# Novel Idea



## marshmasterpat (Jun 26, 2013)

During tallow flow someone moved in about 60+ hives on pallet about 5 miles from my house. First thought was to place quite a few swarm traps nearby, but don't know the landowners. Well about 1 mile away there is this industrial facility. 

Saw this box yesterday, then looked closer today and there are at least 6 along the main fence line. 

Someone had some issues with bee swarms I am assuming. Wish the person well. And good use of a cardboard Nuc I guess.


----------



## Mr.Beeman (May 19, 2012)

I wish him/her good luck! The bees are going to read the word "trap" and not move in. lol


----------



## Saltybee (Feb 9, 2012)

Can Italians read English?


----------



## marshmasterpat (Jun 26, 2013)

Looked a little closer today, there are at least 8 traps out. 
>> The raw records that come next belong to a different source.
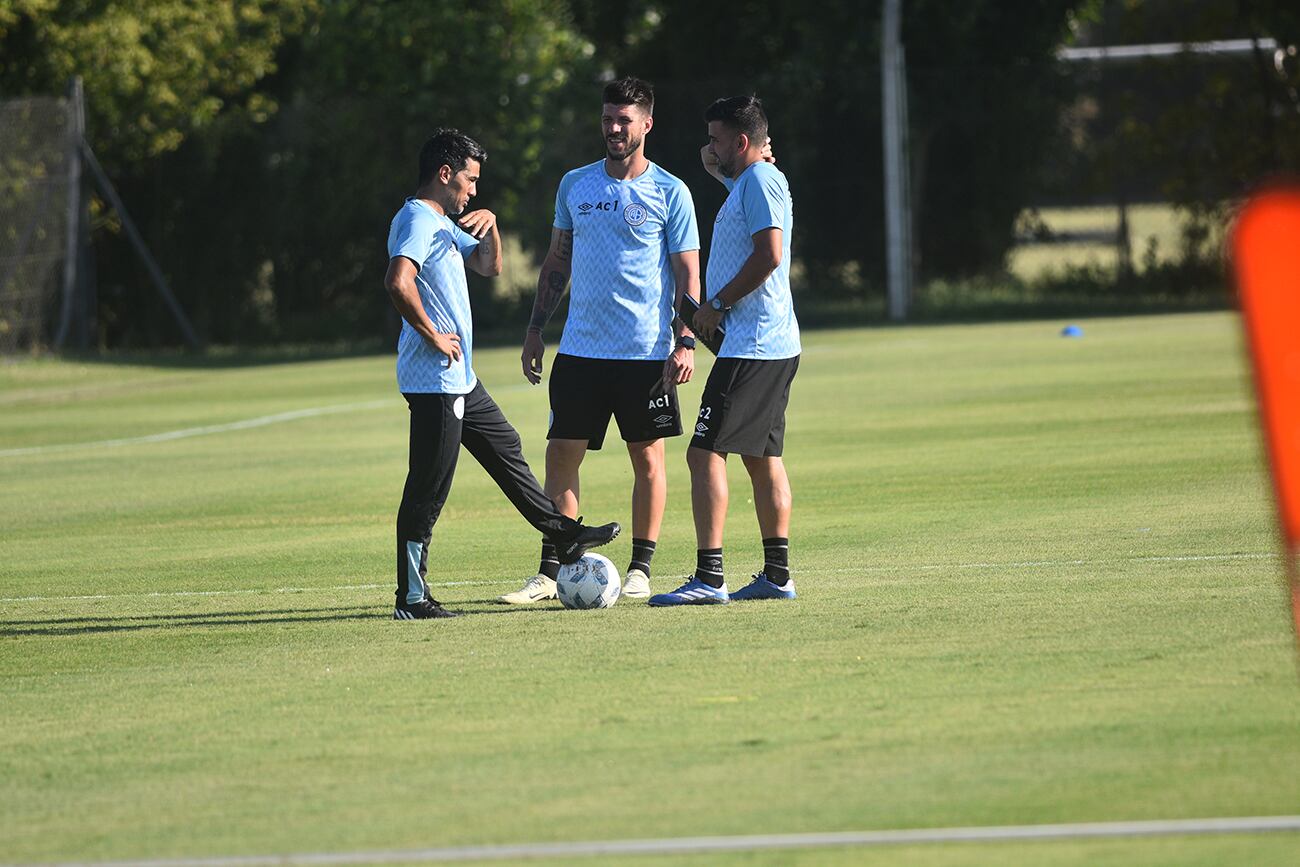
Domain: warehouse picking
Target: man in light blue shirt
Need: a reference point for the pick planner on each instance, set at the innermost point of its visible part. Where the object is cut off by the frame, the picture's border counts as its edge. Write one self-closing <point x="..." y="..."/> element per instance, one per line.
<point x="742" y="408"/>
<point x="428" y="255"/>
<point x="625" y="234"/>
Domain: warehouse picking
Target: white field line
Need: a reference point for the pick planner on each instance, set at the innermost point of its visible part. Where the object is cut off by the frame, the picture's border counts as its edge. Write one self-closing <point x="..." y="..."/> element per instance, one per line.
<point x="261" y="421"/>
<point x="755" y="842"/>
<point x="927" y="567"/>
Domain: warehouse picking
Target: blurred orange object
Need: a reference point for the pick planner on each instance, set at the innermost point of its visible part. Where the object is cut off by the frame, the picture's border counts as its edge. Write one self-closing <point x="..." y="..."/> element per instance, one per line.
<point x="1266" y="260"/>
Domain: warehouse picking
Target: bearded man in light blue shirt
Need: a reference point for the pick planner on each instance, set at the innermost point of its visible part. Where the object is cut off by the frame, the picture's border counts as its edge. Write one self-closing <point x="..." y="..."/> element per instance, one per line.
<point x="742" y="408"/>
<point x="430" y="243"/>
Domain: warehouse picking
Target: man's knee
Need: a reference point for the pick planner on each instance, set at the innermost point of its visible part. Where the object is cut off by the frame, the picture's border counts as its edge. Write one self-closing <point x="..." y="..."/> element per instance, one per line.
<point x="564" y="454"/>
<point x="646" y="458"/>
<point x="701" y="460"/>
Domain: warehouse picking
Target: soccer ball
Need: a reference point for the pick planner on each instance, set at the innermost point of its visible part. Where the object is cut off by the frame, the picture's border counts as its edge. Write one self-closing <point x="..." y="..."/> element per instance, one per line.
<point x="592" y="582"/>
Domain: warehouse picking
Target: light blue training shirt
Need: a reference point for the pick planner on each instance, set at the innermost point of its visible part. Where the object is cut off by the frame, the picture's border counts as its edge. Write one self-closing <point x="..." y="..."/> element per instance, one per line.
<point x="623" y="286"/>
<point x="438" y="247"/>
<point x="762" y="324"/>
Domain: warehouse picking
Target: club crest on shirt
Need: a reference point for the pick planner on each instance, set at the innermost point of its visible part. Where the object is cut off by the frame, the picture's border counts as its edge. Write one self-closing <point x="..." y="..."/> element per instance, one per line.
<point x="636" y="213"/>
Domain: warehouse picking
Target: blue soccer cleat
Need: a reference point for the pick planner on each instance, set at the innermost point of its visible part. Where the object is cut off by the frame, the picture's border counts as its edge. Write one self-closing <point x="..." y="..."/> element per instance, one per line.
<point x="692" y="593"/>
<point x="763" y="589"/>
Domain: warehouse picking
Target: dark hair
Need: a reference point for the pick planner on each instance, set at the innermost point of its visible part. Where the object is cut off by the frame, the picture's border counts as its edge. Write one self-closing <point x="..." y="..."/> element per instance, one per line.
<point x="742" y="113"/>
<point x="447" y="147"/>
<point x="631" y="91"/>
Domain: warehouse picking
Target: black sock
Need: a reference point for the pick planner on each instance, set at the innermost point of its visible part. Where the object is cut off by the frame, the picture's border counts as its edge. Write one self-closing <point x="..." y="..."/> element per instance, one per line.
<point x="550" y="566"/>
<point x="709" y="567"/>
<point x="641" y="553"/>
<point x="776" y="559"/>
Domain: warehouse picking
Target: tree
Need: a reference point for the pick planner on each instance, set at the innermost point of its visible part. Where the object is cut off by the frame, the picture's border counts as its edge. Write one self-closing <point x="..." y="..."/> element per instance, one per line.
<point x="154" y="70"/>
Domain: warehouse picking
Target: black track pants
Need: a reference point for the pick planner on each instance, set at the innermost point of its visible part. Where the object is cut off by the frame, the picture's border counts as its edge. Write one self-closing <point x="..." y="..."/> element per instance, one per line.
<point x="440" y="425"/>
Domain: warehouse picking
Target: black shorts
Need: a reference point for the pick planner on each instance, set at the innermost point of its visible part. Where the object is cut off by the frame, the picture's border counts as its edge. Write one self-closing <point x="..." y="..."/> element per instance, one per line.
<point x="742" y="408"/>
<point x="586" y="391"/>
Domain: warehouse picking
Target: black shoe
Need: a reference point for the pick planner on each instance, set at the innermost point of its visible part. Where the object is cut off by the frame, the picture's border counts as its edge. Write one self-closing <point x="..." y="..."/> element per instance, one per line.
<point x="425" y="608"/>
<point x="588" y="537"/>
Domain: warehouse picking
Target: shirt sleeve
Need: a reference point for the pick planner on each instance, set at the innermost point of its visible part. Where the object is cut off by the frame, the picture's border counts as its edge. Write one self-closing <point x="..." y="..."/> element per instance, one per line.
<point x="411" y="238"/>
<point x="683" y="230"/>
<point x="563" y="219"/>
<point x="765" y="202"/>
<point x="466" y="243"/>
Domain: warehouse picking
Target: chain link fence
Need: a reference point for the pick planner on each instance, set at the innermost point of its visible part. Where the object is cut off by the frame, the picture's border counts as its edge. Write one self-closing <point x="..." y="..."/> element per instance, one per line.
<point x="34" y="225"/>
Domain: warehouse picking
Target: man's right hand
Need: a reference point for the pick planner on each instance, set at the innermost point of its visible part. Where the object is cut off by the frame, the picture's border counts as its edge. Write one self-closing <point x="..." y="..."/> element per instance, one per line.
<point x="532" y="356"/>
<point x="449" y="345"/>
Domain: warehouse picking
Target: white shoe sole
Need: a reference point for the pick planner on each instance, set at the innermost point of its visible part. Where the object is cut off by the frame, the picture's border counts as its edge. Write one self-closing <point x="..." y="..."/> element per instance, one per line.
<point x="637" y="585"/>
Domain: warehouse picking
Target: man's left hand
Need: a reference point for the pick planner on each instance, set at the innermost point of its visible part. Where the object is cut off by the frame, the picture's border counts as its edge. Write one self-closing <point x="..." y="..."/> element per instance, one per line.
<point x="477" y="222"/>
<point x="705" y="321"/>
<point x="679" y="368"/>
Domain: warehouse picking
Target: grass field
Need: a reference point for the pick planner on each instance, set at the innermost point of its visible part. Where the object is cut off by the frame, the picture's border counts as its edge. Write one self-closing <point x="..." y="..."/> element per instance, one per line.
<point x="1148" y="224"/>
<point x="1038" y="584"/>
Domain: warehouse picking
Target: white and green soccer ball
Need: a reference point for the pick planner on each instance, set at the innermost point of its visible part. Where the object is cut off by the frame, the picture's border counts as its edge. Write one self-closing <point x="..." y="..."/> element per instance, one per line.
<point x="592" y="582"/>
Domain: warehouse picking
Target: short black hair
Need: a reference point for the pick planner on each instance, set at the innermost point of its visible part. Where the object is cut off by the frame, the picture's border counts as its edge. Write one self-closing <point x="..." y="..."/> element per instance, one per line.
<point x="742" y="113"/>
<point x="631" y="91"/>
<point x="447" y="147"/>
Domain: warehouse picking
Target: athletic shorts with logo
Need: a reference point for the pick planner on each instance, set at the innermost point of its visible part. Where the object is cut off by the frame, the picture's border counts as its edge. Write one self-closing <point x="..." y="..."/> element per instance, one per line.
<point x="742" y="408"/>
<point x="586" y="391"/>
Think maybe my hunch earlier this year was right. Just didn't jump faster enough.


----------



## crmauch (Mar 3, 2016)

marshmasterpat said:


> Looked a little closer today, there are at least 8 traps out.
> 
> Think maybe my hunch earlier this year was right. Just didn't jump faster enough.


From my perspective of reading about trap placement, these are not ideally placed (if all the others look like this). Did any seem to have bees? If you can find a location nearby that approaches a more ideal site, you might out trap them.

Chris

(Started trapping this year, still waiting....)


----------



## marshmasterpat (Jun 26, 2013)

These are in a large mowed area surrounding the edge of the industrial facility. Figure they are trying to intercept any scouts and swarms moving into the industrial facility. 

A few beeks around here deal with removals on some of these sites and they charge mega bucks.


----------